Scott Bowman, Acting Deputy CIO, Federal Emergency Management Agency
We’re able to go out to the field, and we can use cellular or wired communications, and it’s all more reliable than it was 20 years ago.”

Scott Bowman Acting Deputy CIO, Federal Emergency Management Agency

FEDTECH: What does FEMA do during downtime to be able to respond quickly when disasters do occur? 

BOWMAN: We continually test the technology to ensure that it works. You don’t want to find out that something isn’t working when you need it. Exercising and ­testing, and also ensuring that people are trained to use the technology — if we know something’s coming, we can prestage equipment and personnel and be ready to respond. In other disasters, there may be no time to be that prepared, so we have to ensure that our staff across the country are continually ready to deploy. We issue smartphones and laptops to our employees so that they are ready to deploy at a moment’s notice.

FEDTECH: How does the ability to communicate directly with people at the scene change how you respond to a disaster? 

BOWMAN: We expedited our response times and our ability to get disaster assistance to the survivors. For example, our disaster survivor assistance staff can literally go to the disaster area, work on disaster applications with the survivors and give them a real-time status of where their application is. Our housing inspectors perform damage assessments, and once they walk out of the house, as long as they have cellular service, they can immediately upload that information back to our centralized disaster processing system, which expedites the assistance for the disaster survivor. It saves almost a day’s worth of processing time.

MORE FROM FEDTECH: Discover how FEMA's virtual tabletop exercises help train emergency responders.

FEDTECH: What kind of coordination do you have with state and local officials in terms of technology? 

BOWMAN: We use smartphones to contact one another. Then there’s also coordinated radio spectrum with federal, state and local entities as well. FEMA views the disasters as federally supported, state-managed and locally executed. There’s definitely a lot of communication back and forth at all levels, ensuring that the right resources are reaching the right place at the right time.

FEDTECH: With so many mobile devices and remote workers handling sensitive personal information, what security issues do you face? 
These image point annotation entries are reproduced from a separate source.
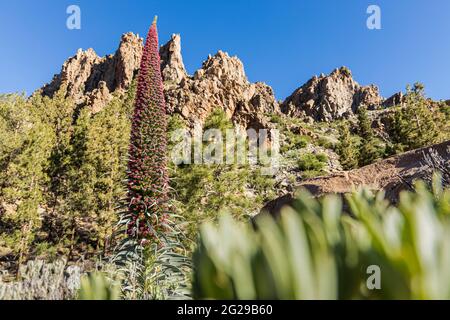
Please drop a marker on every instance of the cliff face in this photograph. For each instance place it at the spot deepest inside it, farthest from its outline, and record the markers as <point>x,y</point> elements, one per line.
<point>220,83</point>
<point>330,97</point>
<point>91,79</point>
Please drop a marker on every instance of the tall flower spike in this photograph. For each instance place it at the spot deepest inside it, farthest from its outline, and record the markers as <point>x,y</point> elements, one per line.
<point>147,166</point>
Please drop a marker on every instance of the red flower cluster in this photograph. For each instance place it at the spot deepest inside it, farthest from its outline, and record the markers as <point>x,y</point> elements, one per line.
<point>147,166</point>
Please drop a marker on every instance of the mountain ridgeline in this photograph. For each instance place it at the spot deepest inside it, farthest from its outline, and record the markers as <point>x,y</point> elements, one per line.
<point>63,151</point>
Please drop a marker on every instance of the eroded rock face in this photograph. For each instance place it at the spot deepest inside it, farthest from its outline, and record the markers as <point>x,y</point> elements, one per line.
<point>220,83</point>
<point>392,175</point>
<point>91,79</point>
<point>172,66</point>
<point>331,97</point>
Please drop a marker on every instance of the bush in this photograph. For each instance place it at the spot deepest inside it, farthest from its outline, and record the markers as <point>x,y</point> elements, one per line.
<point>317,251</point>
<point>312,162</point>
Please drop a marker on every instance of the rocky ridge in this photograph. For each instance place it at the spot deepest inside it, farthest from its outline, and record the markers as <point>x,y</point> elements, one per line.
<point>220,83</point>
<point>334,96</point>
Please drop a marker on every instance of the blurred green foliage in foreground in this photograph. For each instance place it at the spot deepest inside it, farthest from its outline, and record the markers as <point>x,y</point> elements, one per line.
<point>318,250</point>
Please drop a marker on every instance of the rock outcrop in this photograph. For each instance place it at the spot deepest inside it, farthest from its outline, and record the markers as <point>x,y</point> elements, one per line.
<point>91,79</point>
<point>220,83</point>
<point>391,175</point>
<point>331,97</point>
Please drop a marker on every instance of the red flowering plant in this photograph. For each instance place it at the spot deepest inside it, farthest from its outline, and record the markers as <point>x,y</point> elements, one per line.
<point>147,164</point>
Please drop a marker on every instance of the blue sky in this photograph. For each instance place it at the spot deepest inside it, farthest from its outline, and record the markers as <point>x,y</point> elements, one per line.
<point>282,43</point>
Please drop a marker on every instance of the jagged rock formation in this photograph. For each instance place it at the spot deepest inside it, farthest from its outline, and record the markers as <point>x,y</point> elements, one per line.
<point>331,97</point>
<point>391,175</point>
<point>220,83</point>
<point>91,79</point>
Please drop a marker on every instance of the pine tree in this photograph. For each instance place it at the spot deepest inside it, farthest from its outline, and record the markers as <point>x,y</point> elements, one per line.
<point>368,149</point>
<point>347,149</point>
<point>415,124</point>
<point>147,167</point>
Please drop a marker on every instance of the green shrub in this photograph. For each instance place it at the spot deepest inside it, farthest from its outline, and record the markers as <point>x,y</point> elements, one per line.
<point>97,287</point>
<point>317,251</point>
<point>312,162</point>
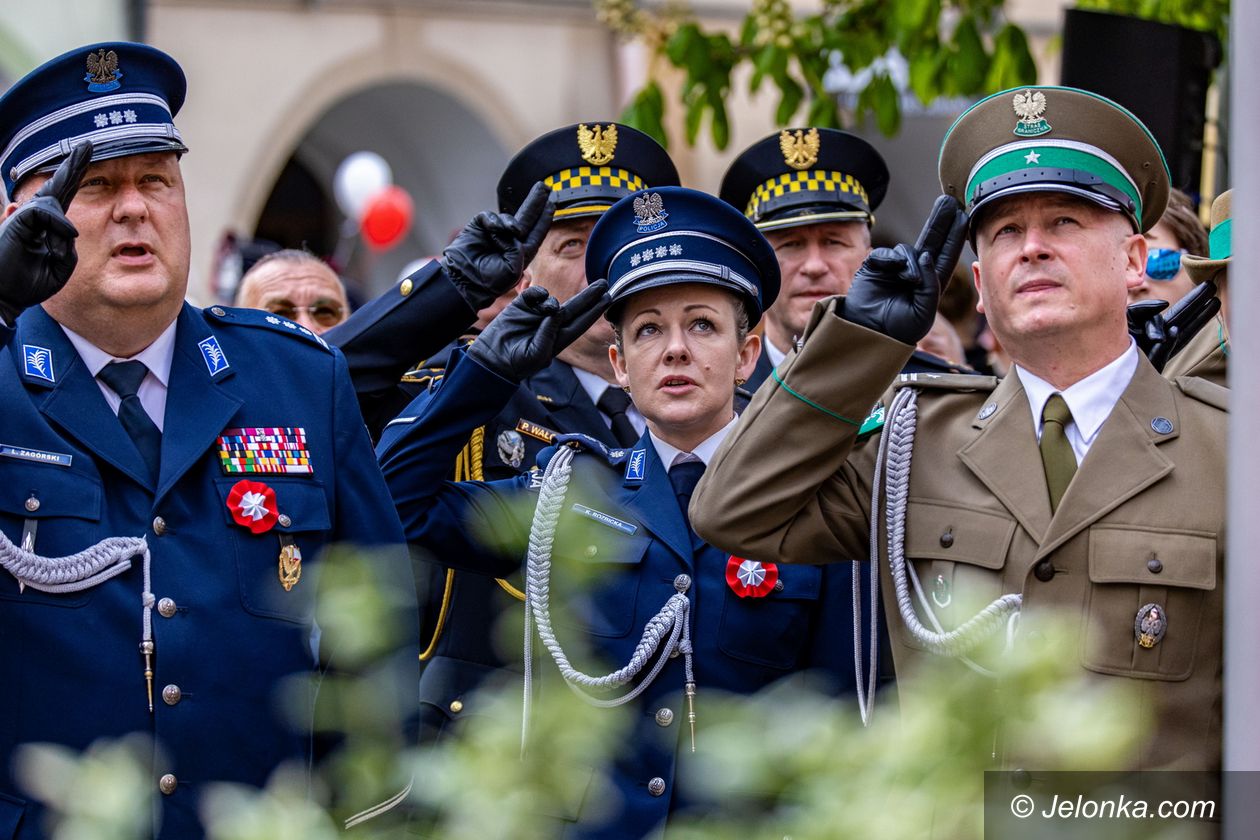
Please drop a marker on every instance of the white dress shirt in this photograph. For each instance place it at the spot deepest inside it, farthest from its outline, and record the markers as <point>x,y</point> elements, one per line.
<point>1090,399</point>
<point>156,357</point>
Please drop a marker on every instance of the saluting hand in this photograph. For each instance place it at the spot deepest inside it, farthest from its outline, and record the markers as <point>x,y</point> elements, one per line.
<point>896,290</point>
<point>37,242</point>
<point>534,328</point>
<point>493,249</point>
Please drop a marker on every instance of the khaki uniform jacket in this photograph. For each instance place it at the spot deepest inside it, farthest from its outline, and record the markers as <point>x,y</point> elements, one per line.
<point>979,515</point>
<point>1202,357</point>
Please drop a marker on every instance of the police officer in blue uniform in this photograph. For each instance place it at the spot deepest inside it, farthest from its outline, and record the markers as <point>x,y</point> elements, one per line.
<point>687,277</point>
<point>585,168</point>
<point>169,476</point>
<point>813,193</point>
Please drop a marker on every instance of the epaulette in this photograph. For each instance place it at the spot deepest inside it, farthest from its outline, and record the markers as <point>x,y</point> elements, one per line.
<point>1205,392</point>
<point>263,319</point>
<point>946,382</point>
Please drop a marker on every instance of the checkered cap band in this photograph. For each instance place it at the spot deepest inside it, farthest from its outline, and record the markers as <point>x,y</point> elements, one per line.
<point>828,183</point>
<point>571,179</point>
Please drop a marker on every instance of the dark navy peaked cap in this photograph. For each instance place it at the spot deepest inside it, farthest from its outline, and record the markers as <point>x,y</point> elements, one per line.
<point>674,234</point>
<point>121,96</point>
<point>589,166</point>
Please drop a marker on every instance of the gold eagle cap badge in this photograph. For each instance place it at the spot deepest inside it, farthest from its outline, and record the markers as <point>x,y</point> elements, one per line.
<point>102,72</point>
<point>597,145</point>
<point>1030,106</point>
<point>800,149</point>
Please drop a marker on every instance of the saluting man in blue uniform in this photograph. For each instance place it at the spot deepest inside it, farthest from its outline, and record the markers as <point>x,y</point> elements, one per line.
<point>678,620</point>
<point>168,475</point>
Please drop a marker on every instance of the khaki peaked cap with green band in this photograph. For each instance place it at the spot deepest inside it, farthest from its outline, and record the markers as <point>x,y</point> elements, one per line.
<point>589,166</point>
<point>1220,242</point>
<point>807,176</point>
<point>1055,139</point>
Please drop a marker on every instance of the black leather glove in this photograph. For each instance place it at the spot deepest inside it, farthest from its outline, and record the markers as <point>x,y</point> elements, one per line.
<point>37,242</point>
<point>493,249</point>
<point>534,328</point>
<point>1159,334</point>
<point>896,290</point>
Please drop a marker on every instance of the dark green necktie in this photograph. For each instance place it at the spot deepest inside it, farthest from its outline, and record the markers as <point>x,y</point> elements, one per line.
<point>1056,451</point>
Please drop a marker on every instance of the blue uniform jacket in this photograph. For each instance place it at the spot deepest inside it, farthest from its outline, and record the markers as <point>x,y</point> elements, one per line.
<point>638,544</point>
<point>226,630</point>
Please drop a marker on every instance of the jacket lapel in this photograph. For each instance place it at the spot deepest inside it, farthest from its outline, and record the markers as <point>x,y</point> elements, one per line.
<point>67,394</point>
<point>198,406</point>
<point>1124,459</point>
<point>654,504</point>
<point>1004,456</point>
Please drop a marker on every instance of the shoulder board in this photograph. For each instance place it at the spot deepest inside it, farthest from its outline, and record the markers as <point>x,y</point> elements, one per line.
<point>263,320</point>
<point>946,382</point>
<point>1205,392</point>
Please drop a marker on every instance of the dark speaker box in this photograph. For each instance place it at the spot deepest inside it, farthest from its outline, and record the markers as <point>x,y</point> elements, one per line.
<point>1158,71</point>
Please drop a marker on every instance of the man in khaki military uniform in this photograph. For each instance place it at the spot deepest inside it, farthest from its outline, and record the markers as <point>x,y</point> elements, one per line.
<point>1084,484</point>
<point>1207,353</point>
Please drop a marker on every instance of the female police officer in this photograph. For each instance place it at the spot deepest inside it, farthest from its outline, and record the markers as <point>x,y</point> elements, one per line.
<point>675,617</point>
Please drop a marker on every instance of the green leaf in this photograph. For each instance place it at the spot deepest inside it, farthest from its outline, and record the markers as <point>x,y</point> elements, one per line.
<point>793,95</point>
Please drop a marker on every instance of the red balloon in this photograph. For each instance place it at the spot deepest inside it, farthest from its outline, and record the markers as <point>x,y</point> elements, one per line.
<point>387,218</point>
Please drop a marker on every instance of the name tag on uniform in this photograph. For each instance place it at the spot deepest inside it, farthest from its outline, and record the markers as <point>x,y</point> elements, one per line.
<point>604,519</point>
<point>39,456</point>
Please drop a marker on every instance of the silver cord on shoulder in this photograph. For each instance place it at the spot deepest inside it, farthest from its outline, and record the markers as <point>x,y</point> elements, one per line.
<point>892,470</point>
<point>670,625</point>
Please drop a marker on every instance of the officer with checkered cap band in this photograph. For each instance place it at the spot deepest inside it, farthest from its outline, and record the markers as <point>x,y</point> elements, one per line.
<point>1082,484</point>
<point>171,474</point>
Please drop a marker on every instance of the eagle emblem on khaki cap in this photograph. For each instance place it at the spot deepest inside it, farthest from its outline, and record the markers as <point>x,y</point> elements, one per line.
<point>800,149</point>
<point>1030,106</point>
<point>597,145</point>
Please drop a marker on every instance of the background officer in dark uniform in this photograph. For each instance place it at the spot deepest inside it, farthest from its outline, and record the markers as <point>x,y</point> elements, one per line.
<point>585,168</point>
<point>813,193</point>
<point>208,455</point>
<point>682,320</point>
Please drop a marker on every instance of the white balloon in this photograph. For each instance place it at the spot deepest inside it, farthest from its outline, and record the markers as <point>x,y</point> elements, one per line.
<point>360,175</point>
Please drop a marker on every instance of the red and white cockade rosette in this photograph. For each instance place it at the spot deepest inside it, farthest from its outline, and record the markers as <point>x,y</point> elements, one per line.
<point>253,505</point>
<point>751,578</point>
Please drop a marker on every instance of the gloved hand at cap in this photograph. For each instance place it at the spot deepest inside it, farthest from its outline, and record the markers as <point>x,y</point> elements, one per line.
<point>493,249</point>
<point>37,242</point>
<point>896,290</point>
<point>534,328</point>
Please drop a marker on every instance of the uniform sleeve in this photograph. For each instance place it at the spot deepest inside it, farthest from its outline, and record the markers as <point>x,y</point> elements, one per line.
<point>474,525</point>
<point>783,486</point>
<point>396,331</point>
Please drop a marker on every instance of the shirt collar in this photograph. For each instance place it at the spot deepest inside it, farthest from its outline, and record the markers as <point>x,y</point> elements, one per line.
<point>1090,399</point>
<point>156,357</point>
<point>703,451</point>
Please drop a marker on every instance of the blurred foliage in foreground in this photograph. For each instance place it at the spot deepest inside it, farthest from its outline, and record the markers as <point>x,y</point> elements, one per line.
<point>788,762</point>
<point>948,48</point>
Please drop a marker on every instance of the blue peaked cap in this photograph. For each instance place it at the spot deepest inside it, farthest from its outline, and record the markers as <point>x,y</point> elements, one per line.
<point>673,234</point>
<point>121,96</point>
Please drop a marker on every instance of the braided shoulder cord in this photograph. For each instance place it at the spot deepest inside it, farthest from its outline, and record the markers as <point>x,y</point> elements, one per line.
<point>895,462</point>
<point>672,621</point>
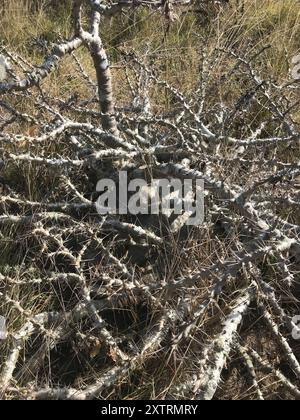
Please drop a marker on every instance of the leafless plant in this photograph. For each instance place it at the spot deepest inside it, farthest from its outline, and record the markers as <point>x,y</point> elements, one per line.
<point>118,293</point>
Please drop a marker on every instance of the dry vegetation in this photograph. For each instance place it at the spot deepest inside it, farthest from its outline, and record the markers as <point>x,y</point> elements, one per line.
<point>131,307</point>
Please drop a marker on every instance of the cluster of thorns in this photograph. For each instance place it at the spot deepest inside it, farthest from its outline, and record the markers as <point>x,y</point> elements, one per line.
<point>94,304</point>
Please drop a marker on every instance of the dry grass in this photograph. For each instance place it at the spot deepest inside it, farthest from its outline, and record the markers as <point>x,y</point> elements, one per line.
<point>178,56</point>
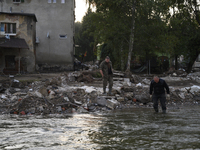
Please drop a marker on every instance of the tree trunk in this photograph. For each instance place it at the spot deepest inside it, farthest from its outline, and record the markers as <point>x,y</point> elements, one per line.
<point>122,59</point>
<point>131,42</point>
<point>191,62</point>
<point>176,62</point>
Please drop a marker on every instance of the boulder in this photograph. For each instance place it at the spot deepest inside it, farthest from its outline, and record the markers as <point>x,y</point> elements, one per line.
<point>101,101</point>
<point>43,91</point>
<point>112,103</point>
<point>143,98</point>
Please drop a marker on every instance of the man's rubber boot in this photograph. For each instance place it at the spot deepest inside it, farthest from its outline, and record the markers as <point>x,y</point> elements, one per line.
<point>104,92</point>
<point>110,92</point>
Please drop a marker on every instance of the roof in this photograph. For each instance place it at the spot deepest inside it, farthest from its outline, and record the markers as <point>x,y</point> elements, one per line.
<point>20,14</point>
<point>13,43</point>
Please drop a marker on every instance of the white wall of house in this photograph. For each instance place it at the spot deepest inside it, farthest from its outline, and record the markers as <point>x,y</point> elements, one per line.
<point>54,29</point>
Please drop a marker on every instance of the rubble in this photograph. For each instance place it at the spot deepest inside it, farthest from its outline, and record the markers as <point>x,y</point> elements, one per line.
<point>66,93</point>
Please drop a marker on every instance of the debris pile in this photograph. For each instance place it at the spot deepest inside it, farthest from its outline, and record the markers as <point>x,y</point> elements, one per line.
<point>70,92</point>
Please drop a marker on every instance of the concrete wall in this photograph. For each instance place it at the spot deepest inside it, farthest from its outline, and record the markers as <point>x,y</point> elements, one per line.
<point>26,29</point>
<point>55,19</point>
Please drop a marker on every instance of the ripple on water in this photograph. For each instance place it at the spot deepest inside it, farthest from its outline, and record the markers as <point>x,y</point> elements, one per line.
<point>129,129</point>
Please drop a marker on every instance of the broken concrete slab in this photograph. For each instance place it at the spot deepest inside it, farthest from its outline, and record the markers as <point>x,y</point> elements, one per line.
<point>112,103</point>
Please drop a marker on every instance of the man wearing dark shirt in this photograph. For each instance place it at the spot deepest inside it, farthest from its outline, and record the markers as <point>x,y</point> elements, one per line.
<point>157,87</point>
<point>107,74</point>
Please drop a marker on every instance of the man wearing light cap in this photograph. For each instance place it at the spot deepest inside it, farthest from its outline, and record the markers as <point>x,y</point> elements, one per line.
<point>157,87</point>
<point>107,74</point>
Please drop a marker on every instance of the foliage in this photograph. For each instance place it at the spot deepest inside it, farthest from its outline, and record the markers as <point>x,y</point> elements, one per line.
<point>147,27</point>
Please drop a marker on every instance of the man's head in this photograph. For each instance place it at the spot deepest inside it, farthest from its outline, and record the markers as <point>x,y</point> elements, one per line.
<point>107,59</point>
<point>156,79</point>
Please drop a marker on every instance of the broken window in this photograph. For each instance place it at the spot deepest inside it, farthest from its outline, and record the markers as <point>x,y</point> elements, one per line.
<point>10,62</point>
<point>16,1</point>
<point>8,28</point>
<point>63,36</point>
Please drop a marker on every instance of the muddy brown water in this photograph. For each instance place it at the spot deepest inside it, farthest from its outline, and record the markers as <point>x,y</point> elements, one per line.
<point>121,129</point>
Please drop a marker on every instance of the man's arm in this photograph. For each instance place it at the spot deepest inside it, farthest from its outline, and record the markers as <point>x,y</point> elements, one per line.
<point>151,88</point>
<point>101,67</point>
<point>166,87</point>
<point>101,73</point>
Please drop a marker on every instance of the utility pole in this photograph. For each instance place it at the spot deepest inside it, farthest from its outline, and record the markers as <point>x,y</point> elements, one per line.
<point>1,5</point>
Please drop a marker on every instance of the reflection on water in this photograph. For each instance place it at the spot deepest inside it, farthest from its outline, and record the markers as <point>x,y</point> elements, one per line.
<point>125,129</point>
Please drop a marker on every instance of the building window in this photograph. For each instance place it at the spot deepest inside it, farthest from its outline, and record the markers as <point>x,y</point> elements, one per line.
<point>63,36</point>
<point>8,28</point>
<point>16,1</point>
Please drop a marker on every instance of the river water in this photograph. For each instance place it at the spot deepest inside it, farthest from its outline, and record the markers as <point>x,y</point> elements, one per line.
<point>121,129</point>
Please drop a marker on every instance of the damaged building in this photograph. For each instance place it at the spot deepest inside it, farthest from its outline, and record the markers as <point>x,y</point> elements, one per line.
<point>17,42</point>
<point>54,31</point>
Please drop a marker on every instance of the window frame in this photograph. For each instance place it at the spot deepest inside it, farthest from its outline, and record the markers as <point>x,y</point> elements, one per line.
<point>14,1</point>
<point>62,1</point>
<point>7,28</point>
<point>63,36</point>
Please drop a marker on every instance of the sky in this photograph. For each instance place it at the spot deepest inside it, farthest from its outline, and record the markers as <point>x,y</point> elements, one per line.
<point>80,9</point>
BOWMAN: Our issues in the field are similar to those we face in the office environment. We work to ensure that data is secured and that our users are educated on how to properly protect the information and the data and their equipment so that they don’t leave devices unlocked and laying around. We protect the mobile devices using mobile device management, and ensure our devices are patched to the most current patch level. For laptops, we run anti-virus and anti-­malware, and also firewall software. We ensure those laptops are fully patched. We also ensure that they are blocked so that they can’t be unlocked if they’re left lying around unattended.

FEDTECH: What benefits does the agency see from being early to the game on cloud-based and mobile technology? 

BOWMAN: We work closely with the Department of Homeland Security CIO office on that. Although FEMA doesn’t endorse any specific provider of cloud services, by migrating, we have a more reliable solution than we had with our previous on-premises email solution, and that was the primary reason for migrating. Since we’ve migrated, we’ve had over 99.9 percent uptime — it’s a much better service for our users. With FEMA being a very mobile workforce, having that ability to access their email on their phone from anywhere in the U.S. or in the territories is a game changer.

FEDTECH: What’s the next big IT project that FEMA’s got on tap?

BOWMAN: One of the primary things we’re working on is updating our voice, video and data infrastructure. We’re concentrating on modernizing the network to ensure that we’re ready for the next five to 10 years as far as technology goes. Then the other big thing would be moving to the cloud. FEMA’s no different than a lot of other agencies; we have some systems in the cloud today, and some we’re looking to migrate over the next several years.